2010年09月17日 | Weblog
 亘理町教育委員会は16日、町中心部にある古墳時代後期(約1400年前)の横穴墓を中心とする遺跡「桜小路横穴墓群」の発掘調査
で、あらたに7~8世紀の横穴墓25基と、そのうちの1基から金属製品の「蕨手刀(わらびてとう)」(長さ40cm)が出土したと発表した。蕨手刀が宮城県南沿岸部で出土するのは初めて。
 ほかに、「直刀」(長さ80cm)、30本以上の鏃(やじり)、水晶製の勾玉、琥珀製の棗(なつめ)玉、耳環などの副葬品が見つかった。蕨手刀の形態などから7~8世紀(飛鳥~奈良時代)にかけ、当時の亘理地方を治めていた有力者と家族が葬られたと推定されるとしている。続日本紀の養老二年(718) 5月2日の条に、「(略)割陸奥国之石城。標葉。行方。宇太。曰理。(略)」、和名抄に「和多里」とあり、曰理と和多里が現在の「亘理」である。
 横穴墓は棺を納めた敷石のある玄室、玄門、閉塞石を積み重ねた羨道の三つの部分で構成。玄室は正方形か長方形で、一辺が2・4~3mの大型のものと、1.5mの小型のものとがあった。
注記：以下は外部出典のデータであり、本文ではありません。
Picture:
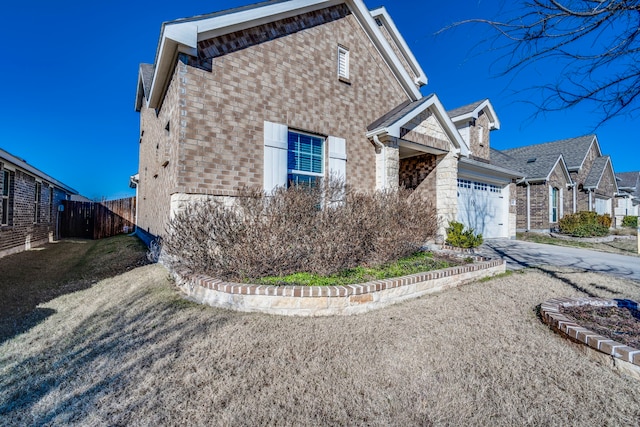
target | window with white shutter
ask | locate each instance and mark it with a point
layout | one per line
(343, 63)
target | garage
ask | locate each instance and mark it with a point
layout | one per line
(483, 207)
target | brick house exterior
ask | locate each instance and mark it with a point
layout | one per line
(28, 205)
(560, 177)
(231, 93)
(627, 201)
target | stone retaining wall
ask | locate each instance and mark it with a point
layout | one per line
(622, 357)
(332, 300)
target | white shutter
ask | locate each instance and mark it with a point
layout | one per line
(275, 156)
(338, 157)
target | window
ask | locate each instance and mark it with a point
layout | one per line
(304, 158)
(463, 183)
(343, 63)
(36, 212)
(6, 185)
(553, 216)
(51, 205)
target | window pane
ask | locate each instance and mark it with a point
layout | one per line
(5, 183)
(5, 211)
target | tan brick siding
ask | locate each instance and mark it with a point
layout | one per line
(22, 232)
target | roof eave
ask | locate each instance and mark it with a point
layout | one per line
(183, 36)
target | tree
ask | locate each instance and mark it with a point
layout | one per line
(594, 45)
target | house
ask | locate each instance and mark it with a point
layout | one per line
(560, 177)
(628, 198)
(30, 200)
(486, 190)
(285, 92)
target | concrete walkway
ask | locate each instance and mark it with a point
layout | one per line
(519, 254)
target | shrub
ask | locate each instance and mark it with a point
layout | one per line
(322, 229)
(630, 221)
(460, 238)
(585, 224)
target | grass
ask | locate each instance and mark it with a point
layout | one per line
(130, 351)
(33, 277)
(617, 246)
(417, 263)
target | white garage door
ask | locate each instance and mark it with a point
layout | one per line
(482, 207)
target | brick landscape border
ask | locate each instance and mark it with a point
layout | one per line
(332, 300)
(620, 356)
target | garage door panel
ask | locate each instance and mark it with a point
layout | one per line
(481, 207)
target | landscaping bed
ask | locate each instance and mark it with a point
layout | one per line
(621, 324)
(419, 262)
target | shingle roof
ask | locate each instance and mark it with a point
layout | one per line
(574, 150)
(146, 70)
(628, 179)
(465, 109)
(596, 172)
(397, 113)
(536, 167)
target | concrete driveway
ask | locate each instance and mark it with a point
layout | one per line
(519, 254)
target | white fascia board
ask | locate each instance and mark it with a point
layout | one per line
(369, 25)
(438, 110)
(486, 104)
(564, 169)
(382, 13)
(139, 92)
(477, 173)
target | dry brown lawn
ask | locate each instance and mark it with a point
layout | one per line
(131, 351)
(30, 278)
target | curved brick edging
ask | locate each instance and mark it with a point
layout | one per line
(627, 358)
(332, 300)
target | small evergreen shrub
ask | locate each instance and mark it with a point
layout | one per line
(630, 221)
(458, 237)
(585, 224)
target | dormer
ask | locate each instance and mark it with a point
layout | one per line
(474, 122)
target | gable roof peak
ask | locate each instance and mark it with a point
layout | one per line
(472, 111)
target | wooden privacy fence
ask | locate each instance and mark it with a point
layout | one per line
(97, 220)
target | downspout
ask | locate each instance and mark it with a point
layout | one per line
(526, 182)
(528, 205)
(380, 145)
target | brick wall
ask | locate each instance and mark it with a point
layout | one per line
(539, 201)
(284, 72)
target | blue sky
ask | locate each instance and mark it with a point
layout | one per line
(69, 72)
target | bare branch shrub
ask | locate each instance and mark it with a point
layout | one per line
(322, 229)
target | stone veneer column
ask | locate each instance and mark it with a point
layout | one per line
(387, 166)
(446, 192)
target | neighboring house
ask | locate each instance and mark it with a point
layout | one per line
(29, 205)
(628, 197)
(560, 177)
(486, 190)
(287, 92)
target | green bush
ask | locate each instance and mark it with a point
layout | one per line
(321, 229)
(630, 221)
(585, 224)
(458, 237)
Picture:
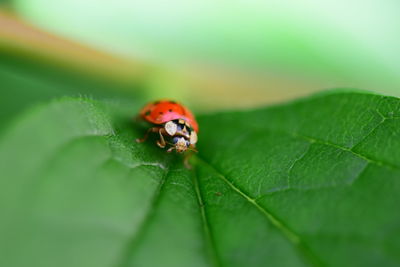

 死者を弔う墓前祭で使用されたと考えられる土師器、須恵器などが多量に出土した。
 昭和55年(1980)の発掘調査で横穴墓26基を確認しているので、今回出土した新たな横穴墓を含めると51基に、さらに周辺一帯を含めると100基を超える横穴墓群が分布する県内最大級の遺跡であることが分かった。
 一般の現地説明会は18日(土(午後1時半から開かれる。
[参考:河北新報、毎日新聞、朝日新聞]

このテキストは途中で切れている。